I have a Azure DevOps CI release that runs a massive number of selenium tests on the same server at the same time. Typically it works great, but occasionally my selenium test task will timeout due to this error:
2020-05-07T15:47:37.0692681Z Completed TestExecution Model... 2020-05-07T15:47:48.6637501Z The STDIO streams did not close within 10 seconds of the exit event from process 'C:\TFSAgent5_work_tasks\VSTest_ef087383-ee5e-42c7-9a53-ab56c98420f9\2.153.9\Modules\DTAExecutionHost.exe'. This may indicate a child process inherited the STDIO streams and has not yet exited. 2020-05-07T16:08:50.9254238Z ##[error]The task has timed out.

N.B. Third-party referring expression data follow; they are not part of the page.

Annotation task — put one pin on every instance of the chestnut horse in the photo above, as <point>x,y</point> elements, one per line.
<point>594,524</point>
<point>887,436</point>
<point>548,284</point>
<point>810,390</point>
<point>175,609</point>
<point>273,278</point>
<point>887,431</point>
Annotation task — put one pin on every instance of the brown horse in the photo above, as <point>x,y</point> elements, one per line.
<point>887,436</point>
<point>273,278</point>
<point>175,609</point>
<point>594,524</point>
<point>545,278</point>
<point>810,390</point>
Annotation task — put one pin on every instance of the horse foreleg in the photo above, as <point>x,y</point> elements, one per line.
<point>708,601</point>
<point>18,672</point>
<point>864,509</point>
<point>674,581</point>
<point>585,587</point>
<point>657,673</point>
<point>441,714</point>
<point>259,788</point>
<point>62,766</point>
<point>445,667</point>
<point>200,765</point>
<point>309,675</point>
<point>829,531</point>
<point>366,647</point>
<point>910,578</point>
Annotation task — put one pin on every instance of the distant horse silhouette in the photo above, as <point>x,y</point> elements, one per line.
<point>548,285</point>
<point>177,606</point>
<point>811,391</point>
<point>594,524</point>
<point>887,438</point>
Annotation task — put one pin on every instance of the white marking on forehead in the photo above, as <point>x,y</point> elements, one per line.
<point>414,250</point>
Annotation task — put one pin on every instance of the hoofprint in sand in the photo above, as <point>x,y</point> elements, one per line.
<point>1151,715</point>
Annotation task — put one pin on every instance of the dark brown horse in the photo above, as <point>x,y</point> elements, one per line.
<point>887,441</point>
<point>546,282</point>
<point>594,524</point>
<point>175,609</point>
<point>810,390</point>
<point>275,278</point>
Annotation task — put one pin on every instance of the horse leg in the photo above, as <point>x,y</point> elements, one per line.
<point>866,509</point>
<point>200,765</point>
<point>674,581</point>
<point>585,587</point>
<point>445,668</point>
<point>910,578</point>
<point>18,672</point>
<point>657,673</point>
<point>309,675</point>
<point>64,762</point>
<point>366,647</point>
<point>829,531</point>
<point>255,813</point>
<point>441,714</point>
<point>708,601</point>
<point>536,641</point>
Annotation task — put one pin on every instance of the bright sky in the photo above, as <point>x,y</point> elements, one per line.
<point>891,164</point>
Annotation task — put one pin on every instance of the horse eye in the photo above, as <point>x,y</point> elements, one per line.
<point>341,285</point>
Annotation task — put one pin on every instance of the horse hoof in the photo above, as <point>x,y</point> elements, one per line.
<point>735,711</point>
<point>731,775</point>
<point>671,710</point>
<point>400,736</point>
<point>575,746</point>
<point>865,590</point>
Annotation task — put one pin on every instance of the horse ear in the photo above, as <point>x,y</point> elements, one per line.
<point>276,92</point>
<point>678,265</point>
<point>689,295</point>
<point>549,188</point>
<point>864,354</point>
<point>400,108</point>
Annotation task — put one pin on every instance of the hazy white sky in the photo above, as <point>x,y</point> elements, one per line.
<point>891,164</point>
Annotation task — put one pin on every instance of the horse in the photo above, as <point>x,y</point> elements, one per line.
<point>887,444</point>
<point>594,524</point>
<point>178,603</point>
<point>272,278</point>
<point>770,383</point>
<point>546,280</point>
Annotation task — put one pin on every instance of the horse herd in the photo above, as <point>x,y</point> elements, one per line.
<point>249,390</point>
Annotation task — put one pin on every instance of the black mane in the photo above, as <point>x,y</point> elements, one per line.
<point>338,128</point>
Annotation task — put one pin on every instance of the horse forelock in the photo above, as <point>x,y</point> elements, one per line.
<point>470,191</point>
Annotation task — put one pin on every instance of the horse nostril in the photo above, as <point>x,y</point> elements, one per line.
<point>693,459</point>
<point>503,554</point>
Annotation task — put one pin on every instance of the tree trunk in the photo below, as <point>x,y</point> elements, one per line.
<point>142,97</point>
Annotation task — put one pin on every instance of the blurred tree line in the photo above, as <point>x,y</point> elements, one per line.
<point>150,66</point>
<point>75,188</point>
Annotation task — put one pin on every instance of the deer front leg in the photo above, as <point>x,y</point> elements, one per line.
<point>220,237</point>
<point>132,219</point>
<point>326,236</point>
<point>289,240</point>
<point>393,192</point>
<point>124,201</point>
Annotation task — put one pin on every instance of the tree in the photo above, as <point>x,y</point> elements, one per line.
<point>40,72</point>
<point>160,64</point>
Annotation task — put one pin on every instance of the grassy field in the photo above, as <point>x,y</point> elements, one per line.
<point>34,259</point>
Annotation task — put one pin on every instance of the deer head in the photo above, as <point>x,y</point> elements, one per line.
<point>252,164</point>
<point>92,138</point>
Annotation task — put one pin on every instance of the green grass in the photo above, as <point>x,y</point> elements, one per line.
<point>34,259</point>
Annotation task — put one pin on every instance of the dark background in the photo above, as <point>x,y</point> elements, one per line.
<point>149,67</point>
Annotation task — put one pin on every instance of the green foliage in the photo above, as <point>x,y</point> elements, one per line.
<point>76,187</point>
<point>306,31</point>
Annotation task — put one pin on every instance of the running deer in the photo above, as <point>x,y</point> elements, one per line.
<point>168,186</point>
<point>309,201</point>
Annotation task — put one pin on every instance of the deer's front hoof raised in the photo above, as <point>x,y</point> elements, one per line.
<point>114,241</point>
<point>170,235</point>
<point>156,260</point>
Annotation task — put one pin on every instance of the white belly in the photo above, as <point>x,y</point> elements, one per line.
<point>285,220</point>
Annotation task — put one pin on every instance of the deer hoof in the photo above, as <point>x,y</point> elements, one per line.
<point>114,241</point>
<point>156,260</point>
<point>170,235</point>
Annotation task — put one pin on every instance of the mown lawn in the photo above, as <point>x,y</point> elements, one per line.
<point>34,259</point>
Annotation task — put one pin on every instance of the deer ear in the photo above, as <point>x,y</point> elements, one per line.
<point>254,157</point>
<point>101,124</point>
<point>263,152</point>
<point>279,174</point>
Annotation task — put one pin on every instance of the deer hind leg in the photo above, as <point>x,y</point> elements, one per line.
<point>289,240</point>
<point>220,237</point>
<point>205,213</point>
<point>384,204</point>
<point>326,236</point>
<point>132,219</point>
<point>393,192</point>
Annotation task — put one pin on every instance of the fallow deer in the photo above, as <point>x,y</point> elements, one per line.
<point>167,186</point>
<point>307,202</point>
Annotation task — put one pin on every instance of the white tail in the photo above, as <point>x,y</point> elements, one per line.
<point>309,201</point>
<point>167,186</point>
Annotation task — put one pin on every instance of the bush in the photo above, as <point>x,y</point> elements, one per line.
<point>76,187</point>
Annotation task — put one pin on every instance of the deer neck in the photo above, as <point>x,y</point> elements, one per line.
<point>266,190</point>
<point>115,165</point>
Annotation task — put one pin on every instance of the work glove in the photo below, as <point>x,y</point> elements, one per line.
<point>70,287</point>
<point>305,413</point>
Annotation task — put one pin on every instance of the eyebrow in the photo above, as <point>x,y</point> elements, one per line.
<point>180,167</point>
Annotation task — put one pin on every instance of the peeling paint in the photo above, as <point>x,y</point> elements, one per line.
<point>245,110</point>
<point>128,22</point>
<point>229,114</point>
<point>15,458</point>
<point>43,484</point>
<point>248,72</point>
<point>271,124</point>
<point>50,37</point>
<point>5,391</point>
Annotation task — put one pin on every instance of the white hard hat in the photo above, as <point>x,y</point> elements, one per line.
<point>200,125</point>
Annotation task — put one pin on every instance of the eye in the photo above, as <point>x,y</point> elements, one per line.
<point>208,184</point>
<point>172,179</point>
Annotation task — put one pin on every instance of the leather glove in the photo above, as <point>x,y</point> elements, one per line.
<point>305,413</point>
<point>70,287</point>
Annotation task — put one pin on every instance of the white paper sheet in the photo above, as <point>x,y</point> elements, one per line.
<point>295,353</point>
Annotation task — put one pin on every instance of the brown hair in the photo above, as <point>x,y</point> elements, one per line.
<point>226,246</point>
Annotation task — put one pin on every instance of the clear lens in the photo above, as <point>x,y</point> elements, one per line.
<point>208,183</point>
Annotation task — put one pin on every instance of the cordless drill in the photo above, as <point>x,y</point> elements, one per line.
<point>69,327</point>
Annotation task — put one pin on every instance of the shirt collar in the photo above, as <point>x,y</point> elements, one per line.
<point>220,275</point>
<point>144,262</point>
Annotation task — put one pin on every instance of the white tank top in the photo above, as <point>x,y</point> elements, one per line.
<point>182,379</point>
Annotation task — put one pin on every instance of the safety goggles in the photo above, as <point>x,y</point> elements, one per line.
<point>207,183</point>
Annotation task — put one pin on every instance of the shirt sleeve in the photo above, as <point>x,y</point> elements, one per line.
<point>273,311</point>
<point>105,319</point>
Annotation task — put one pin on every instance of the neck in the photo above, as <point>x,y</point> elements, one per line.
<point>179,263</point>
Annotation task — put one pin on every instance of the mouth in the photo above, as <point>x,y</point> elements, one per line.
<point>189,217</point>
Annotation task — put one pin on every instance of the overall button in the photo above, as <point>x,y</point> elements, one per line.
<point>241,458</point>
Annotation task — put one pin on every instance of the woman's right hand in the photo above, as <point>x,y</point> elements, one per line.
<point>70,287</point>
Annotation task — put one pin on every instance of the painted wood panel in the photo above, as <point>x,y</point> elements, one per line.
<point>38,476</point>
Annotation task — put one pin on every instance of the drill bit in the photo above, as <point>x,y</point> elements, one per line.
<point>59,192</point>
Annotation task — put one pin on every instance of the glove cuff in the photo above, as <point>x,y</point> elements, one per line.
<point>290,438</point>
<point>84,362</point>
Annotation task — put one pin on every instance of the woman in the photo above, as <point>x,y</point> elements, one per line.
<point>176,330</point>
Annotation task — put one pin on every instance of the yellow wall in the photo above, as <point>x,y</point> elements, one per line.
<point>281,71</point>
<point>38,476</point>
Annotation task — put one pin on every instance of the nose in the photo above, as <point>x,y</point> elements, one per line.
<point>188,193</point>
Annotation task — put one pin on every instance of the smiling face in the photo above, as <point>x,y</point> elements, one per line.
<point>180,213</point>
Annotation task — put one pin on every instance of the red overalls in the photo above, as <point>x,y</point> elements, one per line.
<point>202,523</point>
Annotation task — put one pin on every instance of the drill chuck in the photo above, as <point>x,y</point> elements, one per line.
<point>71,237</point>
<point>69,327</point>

This typically occurs on a test rerun, I see it maybe once every 100 test runs. It's a killer issue because it will lock up the test agent for the maximum amount of time the timeout is set to (in my case 30 minutes). A number of other posts point out that this can occur if your not properly closing your selenium driver, however I believe I am, and, in my case 99/100 time it works great, this is the code that I use to close my selenium driver:
[AssemblyCleanup]
public static void Cleanup()
{
try
{
driver.Close();
driver.Quit();
}
catch (Exception e)
{
Debug.WriteLine(e.Message);
}
}
They're really not allot of useful suggestions floating around. I think this issue is related to the load the test agent server (or test server) is under. When I run a smaller CI release (nightly) I never see this issue.
Has anyone experienced this issue under high load before? I wonder where that "10 seconds" comes from and whether that can be adjusted somehow? Is there a issue with the code that I use to close the driver, is there a better way of closing that that will ensure even when it's locked up I can still kill it, maybe something I could add to my catch statement?